- Official poster
- Directed by: Chris Eigeman
- Written by: Chris Eigeman
- Produced by: Jason Blum; Tony Roman;
- Starring: Travis Tope; Haley Ramm; Gary Cole; Jacinda Barrett;
- Cinematography: Karim Hussain
- Edited by: D. Gillian Truster
- Music by: Peter Salett
- Production company: Blumhouse Productions
- Distributed by: Universal Pictures
- Release date: October 5, 2018;
- Running time: 94 minutes
- Country: United States
- Language: English

= Seven in Heaven =

Seven in Heaven is a 2018 American supernatural horror film written and directed by Chris Eigeman. It stars Travis Tope and Haley Ramm. Jason Blum served as producer, through his Blumhouse Productions banner. The film was released on October 5, 2018, by Universal Pictures.

== Plot ==
Quiet and nerdy Jude attends a party at his friend David's home with his friend Kent. At the party, Derek and his friends begins a game of "Seven in Heaven", with winning cards sending Jude and June to sit for seven minutes in a secret closet. Upon exiting the closet, they discover they have traveled to an alternate reality. Jude heads home, where he is attacked by his father, who in his reality is dead.

Jude's parents reveal he has been accused of murdering his acquaintance Derek. As the police are looking for him he escapes and is soon found by his guidance counselor, Mr. Wallace, who knows about this dimension. He forces Jude into his car and drops him off at David's home. Jude sneaks to the master bedroom and enters the closet, but nothing happens. He decides to look for June in the hope that if they try leaving through the closet together they will return home.

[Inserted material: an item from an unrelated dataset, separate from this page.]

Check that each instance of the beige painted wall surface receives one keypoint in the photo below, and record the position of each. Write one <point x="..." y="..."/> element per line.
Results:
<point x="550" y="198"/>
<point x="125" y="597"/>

He finds June and, after convincing her they are in another dimension, they try to come up with a plan to get home. Mr. Wallace drives them to David's home and convinces David's family to let them into the closet. While there, Jude and June have sex.

In their home reality, Jude and June's friends have opened the closet and discovered it empty. The house is searched for them but no one can explain how they disappeared. Kent and Derek search for June and Jude while dodging the police, who are trying to break up the party due to noise complaints.

Jude and June find themselves in yet another alternate dimension, where Derek forces them to play a sinister variation on Truth or Dare. They are saved again by Mr. Wallace, who explains that this dimension is where everyone's worst thoughts take over. The crowd continues to follow them as they speed toward the house and Jude concocts a plan to help them get home. Mr. Wallace helps them by burning down the house to "reset" the game. The angry crowd is stopped outside, watching as the house burns. Jude explains how the house burning will help them get home, convincing June that they will get home. They struggle to breathe in the smoke filled room as the clock counts down.

Jude and June carefully leave the closet, discovering that they are home, and their friends have been searching for them all night. Unbeknownst to everyone, Derek has gone inside and entered the closet. Derek is shown in the closet having visions of June and Jude making love, followed by Jude stabbing him in the shoulder. A police officer finds the closet empty, except for the bloody pencil Jude had dropped there. This ironically creates the implication that Jude will once again be suspected to have killed Derek.

==Cast==
- Travis Tope as Jude
- Haley Ramm as June
- Gary Cole as Mr. Wallace
- Jacinda Barrett as Megan
- Dylan Everett as Kent
- Claire Rankin as Mrs. Brenner
- Gage Munroe as Eric Dragle
- Alex Thorne as Thomas Phares
- Jake Manley as Derek
- Clark Backo as Nell
- Marie Dame as Kent's Mom
- Vinson Tran as David
- Charlotte Lai as Girl #1

== Production ==
In July 2017, Blumhouse Productions started principal photography on Seven in Heaven, with Travis Tope and Haley Ramm starring. In April 2018, the film entered post-production.

==Reception==
Bloody Disgusting said, "Despite all its issues, Seven In Heaven is a solid film with a beginning, middle and ending – no more, no less. It’s certainly no masterpiece, but it holds the audience’s attention and tells a unique story, light on both horror and sci-fi. Seven In Heaven is fine, and sometimes that’s all a movie needs to be."